Dibawah keteduhan pohon mangga meneduhkan
fikiran panasku bahwa ada suara masuk dan menaruh harap lebih akan mengubah
nasibnya, yang keseharian waktu belakangan acap kali mendengar keluh kesah dan
harapan dari berbagai macam bentuk karakter orang. “Aku mengaharapkan A sampai Z
terhadapmu”, harapan yang datang dan tak lupa penutup “jika suatu ketika sudah
berada disana, jangan lupa !”.
Seolah ini bagaikan kepentingan individual nan ego, ketika aku
masih belum mampu mewujudkan keinginan tersebut dalam kehidupan sehari-hari
pada diriku sendiri, kesal marah dalam hati namun harus berpura-pura senyum
kita mampu mewujudknnya dalam kebersamaan, memang bisa namun siapa yang tahu
kita mampu?
Sebelum menjadi pembicara yang baik hal yang tak kalah penting
adalah menjadi pendengar terbaik dari pembicaraan orang lain.
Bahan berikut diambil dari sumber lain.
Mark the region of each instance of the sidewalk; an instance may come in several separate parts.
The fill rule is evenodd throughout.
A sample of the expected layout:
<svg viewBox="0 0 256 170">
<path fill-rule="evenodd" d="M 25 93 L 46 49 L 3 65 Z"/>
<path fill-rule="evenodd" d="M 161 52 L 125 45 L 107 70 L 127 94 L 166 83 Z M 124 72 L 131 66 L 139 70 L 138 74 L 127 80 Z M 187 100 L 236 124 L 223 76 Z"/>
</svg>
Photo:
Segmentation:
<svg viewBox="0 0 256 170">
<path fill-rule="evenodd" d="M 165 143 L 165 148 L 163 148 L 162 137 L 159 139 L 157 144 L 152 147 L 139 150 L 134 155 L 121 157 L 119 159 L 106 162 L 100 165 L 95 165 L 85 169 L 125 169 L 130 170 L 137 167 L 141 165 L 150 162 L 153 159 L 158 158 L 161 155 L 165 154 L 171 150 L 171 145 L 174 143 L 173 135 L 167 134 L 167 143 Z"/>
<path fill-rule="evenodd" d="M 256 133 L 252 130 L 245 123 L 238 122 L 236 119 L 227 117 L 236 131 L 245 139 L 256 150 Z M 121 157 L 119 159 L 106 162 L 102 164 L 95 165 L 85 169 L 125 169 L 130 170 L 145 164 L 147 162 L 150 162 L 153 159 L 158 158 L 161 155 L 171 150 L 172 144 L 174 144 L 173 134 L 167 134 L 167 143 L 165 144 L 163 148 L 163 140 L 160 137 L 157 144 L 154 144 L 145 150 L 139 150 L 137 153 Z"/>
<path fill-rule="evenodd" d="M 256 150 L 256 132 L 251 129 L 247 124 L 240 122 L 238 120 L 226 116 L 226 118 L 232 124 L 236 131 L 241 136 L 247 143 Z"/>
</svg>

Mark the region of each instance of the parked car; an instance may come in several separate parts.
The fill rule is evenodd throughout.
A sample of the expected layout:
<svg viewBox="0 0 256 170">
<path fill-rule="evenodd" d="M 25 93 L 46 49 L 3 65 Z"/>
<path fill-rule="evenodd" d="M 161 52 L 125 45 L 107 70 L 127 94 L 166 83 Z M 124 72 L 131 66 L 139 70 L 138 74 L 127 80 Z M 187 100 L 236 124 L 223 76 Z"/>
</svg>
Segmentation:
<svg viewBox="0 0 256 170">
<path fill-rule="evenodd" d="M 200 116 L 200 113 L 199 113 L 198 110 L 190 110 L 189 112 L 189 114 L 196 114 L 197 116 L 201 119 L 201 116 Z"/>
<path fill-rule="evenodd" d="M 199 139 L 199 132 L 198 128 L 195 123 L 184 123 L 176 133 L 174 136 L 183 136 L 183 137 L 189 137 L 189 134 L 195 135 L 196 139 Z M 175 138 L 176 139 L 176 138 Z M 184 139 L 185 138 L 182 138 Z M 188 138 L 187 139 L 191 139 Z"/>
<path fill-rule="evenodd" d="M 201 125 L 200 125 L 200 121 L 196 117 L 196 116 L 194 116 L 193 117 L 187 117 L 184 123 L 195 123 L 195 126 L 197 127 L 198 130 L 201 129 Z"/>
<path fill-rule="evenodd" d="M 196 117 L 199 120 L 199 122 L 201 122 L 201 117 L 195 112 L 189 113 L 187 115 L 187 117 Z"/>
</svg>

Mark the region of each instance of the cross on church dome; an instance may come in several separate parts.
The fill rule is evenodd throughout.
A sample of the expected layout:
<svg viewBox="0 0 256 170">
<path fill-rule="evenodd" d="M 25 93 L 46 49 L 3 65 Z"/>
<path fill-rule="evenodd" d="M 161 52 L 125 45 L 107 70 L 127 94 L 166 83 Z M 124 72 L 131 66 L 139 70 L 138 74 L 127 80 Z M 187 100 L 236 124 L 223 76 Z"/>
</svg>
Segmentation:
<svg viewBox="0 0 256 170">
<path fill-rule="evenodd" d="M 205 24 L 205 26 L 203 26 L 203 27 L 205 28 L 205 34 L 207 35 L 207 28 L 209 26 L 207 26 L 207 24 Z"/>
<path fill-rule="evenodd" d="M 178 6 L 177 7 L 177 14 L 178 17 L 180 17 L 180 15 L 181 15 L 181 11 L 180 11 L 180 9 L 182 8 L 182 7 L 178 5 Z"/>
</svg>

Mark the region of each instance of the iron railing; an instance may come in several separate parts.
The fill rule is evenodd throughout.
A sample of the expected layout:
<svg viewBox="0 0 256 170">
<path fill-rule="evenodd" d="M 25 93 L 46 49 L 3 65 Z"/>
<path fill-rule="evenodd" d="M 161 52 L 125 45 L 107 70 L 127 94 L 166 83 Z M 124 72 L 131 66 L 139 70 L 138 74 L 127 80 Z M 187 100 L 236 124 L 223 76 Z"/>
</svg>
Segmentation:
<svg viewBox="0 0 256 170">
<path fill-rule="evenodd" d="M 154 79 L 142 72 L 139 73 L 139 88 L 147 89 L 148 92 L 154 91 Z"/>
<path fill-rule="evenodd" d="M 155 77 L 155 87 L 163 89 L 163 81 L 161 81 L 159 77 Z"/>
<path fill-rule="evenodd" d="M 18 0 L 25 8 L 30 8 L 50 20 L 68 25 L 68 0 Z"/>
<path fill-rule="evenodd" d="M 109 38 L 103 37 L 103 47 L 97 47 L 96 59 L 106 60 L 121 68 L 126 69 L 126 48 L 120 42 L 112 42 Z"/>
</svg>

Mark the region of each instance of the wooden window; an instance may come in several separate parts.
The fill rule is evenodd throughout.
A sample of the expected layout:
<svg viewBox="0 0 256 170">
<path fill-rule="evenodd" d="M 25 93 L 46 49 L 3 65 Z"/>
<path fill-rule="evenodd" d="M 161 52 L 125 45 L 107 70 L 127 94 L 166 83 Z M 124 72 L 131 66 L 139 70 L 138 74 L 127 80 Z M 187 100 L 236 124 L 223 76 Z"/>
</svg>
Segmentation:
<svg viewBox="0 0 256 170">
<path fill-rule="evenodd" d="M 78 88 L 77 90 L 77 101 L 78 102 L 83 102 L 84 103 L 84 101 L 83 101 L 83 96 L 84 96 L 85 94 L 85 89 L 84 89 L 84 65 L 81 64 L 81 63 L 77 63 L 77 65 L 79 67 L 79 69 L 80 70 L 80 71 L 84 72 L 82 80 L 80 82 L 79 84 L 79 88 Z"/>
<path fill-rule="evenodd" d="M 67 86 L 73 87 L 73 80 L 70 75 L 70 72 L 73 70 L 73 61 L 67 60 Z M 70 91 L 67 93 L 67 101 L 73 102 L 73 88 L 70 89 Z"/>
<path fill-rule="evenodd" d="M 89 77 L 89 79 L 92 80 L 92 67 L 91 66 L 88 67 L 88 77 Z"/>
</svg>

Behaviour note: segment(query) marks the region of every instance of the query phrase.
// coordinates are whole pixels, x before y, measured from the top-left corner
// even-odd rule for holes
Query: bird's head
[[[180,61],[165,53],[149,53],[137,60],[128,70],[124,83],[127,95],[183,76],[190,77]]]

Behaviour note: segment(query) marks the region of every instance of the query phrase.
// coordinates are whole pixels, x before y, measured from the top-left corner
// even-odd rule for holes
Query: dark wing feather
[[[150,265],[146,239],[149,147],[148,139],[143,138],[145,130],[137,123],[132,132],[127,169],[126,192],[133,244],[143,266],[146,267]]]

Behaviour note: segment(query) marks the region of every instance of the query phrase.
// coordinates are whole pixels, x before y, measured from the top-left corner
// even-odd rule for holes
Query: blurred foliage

Seolah senada
darisetiap sudut-sudut tepian ingin begini-begitu dengan egonya masing-masing
ada yang di datangi dan ada yang mendatangi.
Kecil, mudah dan bisa jika mau itulah harapan mereka untuk
diwujudkan tanggapanku singkat secara seketika. Jika sudah berada di atas sana,
akan senang tanpa resiko seolah tak ada badai bahkan angin pun tak ada hanya
murni udara segar yang di dapat, jangan lupa. Aku sadar di keteduhan ini
bersama beberapa orang mengadukan nasib anak dan kelurganya yang kita anggap
ego tersebut adalah bagian dari masyarakat, mereka senada, seirama dan senasib
mengadukan harapanya pada orang yang akan berada di atas suatu saat nanti.